Fans, foes weigh in on Blue Cross rules
Gilbert Chan
Sacramento Bee
In re-examining the agreement, Department of Managed Health Care officials spent five hours listening to a parade of speakers praise Blue Cross as a good corporate citizen or lambaste it as an industry powerhouse that puts profits before patient care during a Los Angeles hearing available to media statewide via a conference call.
Consumer activists and doctors accuse Blue Cross of reneging on promises made three years ago to win state approval of the $16.5 billion merger between its corporate parent -- WellPoint Health Networks Inc. -- and Indianapolis-based Anthem Inc.
The deal created the nation's largest health plan, with 34 million members and $60 billion in revenue. Blue Cross covers more than 8.3 million Californians.
"We're approaching the end of some of those merger commitments. The concerns expressed by the physician and hospital communities and our own concerns ... all have raised red flags that we must pay attention to," Cindy Ehnes, director of the Department of Managed Health Care, said in a telephone interview before the hearing.

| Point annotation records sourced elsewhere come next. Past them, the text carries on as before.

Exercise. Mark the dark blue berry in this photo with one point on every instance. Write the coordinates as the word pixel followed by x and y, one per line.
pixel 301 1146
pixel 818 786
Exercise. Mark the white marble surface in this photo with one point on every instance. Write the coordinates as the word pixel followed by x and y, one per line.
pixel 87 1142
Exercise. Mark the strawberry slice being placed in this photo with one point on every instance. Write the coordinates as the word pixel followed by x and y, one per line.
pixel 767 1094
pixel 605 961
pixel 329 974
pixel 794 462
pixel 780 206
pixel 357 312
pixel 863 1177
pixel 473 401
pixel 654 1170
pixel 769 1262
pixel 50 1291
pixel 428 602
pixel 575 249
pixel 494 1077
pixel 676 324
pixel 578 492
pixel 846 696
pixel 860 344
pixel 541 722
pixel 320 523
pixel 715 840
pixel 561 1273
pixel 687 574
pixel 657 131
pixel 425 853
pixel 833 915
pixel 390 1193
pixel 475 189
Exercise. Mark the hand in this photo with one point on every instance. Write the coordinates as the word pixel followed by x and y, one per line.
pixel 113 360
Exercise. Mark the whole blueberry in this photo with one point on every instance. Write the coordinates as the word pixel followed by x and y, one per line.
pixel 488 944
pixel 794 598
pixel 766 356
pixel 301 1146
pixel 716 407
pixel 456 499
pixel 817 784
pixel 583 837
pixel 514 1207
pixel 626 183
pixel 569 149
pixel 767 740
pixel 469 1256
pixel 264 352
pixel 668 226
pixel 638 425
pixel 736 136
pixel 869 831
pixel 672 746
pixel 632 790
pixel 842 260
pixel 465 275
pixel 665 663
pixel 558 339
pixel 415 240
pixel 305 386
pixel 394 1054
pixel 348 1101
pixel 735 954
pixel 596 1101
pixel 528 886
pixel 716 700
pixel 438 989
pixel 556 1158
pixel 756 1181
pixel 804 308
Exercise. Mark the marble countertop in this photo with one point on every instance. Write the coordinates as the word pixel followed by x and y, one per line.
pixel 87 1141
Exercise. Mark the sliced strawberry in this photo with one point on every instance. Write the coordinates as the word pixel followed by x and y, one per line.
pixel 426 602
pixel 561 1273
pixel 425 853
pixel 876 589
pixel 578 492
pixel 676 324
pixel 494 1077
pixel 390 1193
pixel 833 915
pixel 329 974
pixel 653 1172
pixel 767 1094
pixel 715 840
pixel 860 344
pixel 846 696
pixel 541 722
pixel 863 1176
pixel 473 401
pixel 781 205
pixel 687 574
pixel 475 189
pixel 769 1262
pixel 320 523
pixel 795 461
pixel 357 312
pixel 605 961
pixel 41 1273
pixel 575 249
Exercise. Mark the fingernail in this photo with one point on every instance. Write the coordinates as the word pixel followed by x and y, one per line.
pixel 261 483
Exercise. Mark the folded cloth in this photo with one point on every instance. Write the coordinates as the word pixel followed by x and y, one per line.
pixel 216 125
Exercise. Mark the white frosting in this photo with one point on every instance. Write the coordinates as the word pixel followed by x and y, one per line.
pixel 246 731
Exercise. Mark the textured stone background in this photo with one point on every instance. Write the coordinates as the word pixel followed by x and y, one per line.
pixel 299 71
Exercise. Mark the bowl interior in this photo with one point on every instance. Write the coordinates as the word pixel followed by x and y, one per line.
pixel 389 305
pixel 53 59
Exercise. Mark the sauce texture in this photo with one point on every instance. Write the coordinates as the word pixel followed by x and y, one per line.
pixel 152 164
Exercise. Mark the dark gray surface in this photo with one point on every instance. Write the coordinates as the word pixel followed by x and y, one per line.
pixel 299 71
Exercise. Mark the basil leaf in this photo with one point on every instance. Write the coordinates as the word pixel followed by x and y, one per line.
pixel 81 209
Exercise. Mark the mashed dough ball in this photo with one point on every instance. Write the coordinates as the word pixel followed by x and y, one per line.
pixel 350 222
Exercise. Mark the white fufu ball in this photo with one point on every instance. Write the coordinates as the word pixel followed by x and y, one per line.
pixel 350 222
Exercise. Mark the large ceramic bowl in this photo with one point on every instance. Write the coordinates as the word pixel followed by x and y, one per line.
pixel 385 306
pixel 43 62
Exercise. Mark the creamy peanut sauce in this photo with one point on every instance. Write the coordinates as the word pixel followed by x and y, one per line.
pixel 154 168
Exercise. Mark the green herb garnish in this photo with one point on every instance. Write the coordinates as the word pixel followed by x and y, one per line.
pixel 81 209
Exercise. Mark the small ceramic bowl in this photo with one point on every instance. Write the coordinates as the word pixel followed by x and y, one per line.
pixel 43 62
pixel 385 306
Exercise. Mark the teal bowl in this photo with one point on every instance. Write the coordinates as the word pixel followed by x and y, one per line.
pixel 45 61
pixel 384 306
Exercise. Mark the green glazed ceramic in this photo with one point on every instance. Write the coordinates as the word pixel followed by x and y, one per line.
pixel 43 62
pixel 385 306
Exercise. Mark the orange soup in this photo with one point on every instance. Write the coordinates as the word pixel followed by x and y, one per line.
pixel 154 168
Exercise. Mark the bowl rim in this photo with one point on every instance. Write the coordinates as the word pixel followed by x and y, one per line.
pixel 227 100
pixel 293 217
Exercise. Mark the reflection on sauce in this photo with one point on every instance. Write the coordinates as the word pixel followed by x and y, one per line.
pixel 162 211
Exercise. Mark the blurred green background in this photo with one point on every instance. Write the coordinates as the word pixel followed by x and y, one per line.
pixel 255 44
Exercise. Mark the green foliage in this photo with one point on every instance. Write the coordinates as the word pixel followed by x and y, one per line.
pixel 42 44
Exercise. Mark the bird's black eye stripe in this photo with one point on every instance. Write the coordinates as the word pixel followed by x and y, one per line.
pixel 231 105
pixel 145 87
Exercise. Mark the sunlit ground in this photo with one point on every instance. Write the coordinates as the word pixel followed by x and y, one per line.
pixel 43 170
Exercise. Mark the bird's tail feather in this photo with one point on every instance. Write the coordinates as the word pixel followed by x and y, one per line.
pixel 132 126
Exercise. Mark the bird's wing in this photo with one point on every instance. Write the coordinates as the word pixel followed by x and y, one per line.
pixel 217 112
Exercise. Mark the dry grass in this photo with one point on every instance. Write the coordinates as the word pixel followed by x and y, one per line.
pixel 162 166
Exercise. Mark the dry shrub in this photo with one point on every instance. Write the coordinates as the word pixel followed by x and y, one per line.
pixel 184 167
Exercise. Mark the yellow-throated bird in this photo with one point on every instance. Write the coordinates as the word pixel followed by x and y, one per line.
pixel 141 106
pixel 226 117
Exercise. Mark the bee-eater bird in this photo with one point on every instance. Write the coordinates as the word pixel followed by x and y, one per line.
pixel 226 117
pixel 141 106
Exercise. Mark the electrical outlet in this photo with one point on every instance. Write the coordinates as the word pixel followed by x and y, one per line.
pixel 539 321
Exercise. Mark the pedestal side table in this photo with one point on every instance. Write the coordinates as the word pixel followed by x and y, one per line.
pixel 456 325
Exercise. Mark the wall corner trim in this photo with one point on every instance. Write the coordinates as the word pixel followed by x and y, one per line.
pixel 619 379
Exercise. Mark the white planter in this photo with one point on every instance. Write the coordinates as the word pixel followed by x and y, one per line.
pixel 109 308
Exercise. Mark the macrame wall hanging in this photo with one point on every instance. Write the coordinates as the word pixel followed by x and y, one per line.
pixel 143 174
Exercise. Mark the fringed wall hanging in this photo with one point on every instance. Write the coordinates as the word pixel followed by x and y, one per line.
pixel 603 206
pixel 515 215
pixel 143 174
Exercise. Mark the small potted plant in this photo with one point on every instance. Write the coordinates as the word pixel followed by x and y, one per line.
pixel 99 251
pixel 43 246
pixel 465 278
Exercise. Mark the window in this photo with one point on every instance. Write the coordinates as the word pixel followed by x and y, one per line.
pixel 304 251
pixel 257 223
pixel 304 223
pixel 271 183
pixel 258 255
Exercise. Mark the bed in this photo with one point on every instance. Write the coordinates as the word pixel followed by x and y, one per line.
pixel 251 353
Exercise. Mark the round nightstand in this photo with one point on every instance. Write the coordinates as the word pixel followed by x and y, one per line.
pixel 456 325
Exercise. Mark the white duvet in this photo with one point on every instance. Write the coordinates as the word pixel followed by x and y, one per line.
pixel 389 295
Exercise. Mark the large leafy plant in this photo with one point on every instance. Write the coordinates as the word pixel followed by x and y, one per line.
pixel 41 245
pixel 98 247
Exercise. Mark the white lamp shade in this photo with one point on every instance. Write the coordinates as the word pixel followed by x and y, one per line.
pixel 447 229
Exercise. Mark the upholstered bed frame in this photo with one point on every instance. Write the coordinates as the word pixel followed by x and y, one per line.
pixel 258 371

Ehnes declined to speculate whether the state would push to extend a pact with Blue Cross that expires in November.
Since the merger, the state has received hundreds of complaints about Blue Cross business practices -- from claims handling to premium increases.
In March, the state fined Blue Cross $1 million for improperly dropping customers to avoid paying health claims.
Last month, the state Department of Insurance cited WellPoint's Blue Cross Life & Health unit for wrongfully revoking some policies for those with individual health plans. Regulators also are reviewing a $950 million revenue payment -- or dividend -- that Blue Cross sent to its corporate parent earlier this year.